Year of war in Ukraine: no collapse, but an economic turning point for Europe

Despite the violence of the energy crisis, the recession has been avoided. But the competitiveness of European industry is weakened and interest rates have exploded.

by Eric Albert (London, Correspondence)

The disaster announced for the European economy, wanted by the Russian president, Vladimir Putin, did not take place. A year after the start of the war in Ukraine, the region suffered a serious brake, but not the collapse feared in the summer of 2022, when the gas prices reached records. It is currently going through a period of stagnation: 0.1 % growth in the euro zone, in the fourth quarter of 2022, and zero for the entire European Union (EU).
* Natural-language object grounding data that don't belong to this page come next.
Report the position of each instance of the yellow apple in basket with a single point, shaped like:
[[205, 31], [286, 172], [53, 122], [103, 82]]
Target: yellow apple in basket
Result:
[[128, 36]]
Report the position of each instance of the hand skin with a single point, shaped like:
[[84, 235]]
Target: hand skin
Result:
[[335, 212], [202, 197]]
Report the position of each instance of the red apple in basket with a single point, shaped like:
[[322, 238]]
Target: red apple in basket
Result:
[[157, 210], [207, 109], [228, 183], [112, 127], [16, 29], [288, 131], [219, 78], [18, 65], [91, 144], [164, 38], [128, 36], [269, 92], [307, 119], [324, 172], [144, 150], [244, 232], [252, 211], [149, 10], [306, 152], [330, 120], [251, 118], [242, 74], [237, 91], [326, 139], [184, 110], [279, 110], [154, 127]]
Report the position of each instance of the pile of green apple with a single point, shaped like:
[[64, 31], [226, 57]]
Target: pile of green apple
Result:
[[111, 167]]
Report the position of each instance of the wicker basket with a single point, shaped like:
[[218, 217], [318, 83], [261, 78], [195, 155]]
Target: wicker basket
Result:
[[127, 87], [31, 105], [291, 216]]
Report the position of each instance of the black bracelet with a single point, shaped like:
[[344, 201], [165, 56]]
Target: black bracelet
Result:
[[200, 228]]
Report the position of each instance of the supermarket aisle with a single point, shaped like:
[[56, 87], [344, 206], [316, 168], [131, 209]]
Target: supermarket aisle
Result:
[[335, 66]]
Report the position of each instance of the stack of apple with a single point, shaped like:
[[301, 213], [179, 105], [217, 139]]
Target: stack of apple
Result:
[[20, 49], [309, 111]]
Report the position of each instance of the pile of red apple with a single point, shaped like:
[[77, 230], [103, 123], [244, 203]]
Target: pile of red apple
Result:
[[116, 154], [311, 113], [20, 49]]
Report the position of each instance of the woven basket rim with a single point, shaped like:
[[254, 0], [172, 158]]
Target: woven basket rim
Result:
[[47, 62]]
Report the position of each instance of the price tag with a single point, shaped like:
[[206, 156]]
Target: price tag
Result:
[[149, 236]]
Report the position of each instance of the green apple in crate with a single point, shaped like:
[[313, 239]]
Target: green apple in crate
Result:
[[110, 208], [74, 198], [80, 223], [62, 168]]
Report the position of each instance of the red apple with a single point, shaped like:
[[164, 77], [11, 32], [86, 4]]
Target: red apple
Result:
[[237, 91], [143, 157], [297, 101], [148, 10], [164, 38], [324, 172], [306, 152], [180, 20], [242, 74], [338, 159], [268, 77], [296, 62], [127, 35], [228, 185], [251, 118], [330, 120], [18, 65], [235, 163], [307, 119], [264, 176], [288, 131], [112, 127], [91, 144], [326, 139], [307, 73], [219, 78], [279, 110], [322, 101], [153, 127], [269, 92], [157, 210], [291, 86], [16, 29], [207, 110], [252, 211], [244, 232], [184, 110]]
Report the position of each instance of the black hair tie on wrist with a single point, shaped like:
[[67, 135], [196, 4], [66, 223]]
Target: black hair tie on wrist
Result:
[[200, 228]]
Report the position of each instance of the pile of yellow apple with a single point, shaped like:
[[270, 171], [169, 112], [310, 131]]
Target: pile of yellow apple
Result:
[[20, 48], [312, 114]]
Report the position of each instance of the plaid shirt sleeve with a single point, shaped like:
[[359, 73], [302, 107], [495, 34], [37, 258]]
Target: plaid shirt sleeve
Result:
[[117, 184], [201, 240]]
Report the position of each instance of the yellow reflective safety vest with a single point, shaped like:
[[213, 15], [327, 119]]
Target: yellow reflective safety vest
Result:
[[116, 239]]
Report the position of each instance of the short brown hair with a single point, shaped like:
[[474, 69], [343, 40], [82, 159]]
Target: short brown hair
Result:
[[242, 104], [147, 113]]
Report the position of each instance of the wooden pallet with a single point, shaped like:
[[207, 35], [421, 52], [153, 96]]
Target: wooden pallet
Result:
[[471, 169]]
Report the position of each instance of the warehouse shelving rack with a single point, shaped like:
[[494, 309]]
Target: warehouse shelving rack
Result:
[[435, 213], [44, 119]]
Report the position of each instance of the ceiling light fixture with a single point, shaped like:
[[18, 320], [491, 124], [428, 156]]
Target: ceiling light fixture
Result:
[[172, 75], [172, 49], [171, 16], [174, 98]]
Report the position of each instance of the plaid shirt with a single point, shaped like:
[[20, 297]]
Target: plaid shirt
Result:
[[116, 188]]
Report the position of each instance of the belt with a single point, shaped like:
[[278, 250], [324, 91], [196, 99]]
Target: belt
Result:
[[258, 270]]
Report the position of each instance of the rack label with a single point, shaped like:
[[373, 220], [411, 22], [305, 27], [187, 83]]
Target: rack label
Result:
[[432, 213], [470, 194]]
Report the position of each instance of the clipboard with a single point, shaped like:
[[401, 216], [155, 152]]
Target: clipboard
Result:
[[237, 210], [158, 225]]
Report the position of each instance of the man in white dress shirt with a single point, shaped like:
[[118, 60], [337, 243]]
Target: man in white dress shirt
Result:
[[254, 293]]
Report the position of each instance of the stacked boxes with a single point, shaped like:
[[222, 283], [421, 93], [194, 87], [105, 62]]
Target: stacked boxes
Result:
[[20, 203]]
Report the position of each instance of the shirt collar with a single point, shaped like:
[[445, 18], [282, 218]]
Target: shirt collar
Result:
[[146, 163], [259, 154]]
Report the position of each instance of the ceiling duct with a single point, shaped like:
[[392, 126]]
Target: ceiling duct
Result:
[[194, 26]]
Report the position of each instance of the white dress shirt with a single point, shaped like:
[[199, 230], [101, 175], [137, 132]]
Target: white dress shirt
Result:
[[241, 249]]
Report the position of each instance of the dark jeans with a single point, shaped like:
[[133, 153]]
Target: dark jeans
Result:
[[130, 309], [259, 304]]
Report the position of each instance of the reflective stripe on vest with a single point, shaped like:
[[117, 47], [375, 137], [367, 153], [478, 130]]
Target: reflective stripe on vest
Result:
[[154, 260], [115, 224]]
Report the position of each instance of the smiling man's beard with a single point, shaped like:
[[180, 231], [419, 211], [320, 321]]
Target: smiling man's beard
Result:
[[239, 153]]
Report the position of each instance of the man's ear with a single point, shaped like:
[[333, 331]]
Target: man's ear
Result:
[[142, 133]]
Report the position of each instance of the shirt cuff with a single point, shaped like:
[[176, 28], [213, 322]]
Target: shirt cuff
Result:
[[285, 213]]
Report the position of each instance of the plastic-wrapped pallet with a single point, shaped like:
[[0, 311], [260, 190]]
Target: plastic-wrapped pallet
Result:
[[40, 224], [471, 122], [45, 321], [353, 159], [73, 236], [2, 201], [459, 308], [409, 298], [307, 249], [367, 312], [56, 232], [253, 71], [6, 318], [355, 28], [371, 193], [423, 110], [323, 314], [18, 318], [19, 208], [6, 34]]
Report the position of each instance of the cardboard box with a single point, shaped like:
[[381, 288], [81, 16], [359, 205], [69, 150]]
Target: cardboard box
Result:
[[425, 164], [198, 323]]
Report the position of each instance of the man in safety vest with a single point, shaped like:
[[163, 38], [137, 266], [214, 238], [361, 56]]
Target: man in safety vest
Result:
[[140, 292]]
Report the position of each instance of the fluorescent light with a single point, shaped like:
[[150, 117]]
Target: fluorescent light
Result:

The beginning of 2023 started on the same stagnant trend. “It’s always better than a contraction,” said Bruno Cavalier, an economist at Oddo BHF, a financial group.

However, war represents a deep and lasting turning point for the European economy. “The continent had to stop depending on Russian gas and finding other sources of energy is a permanent change,” said Andrew Kenningham, the Capital Economics Cabinet. The effect of war is particularly concentrated on Europe, because gas is a product which is transported less well than oil. Its market is therefore more regionalized.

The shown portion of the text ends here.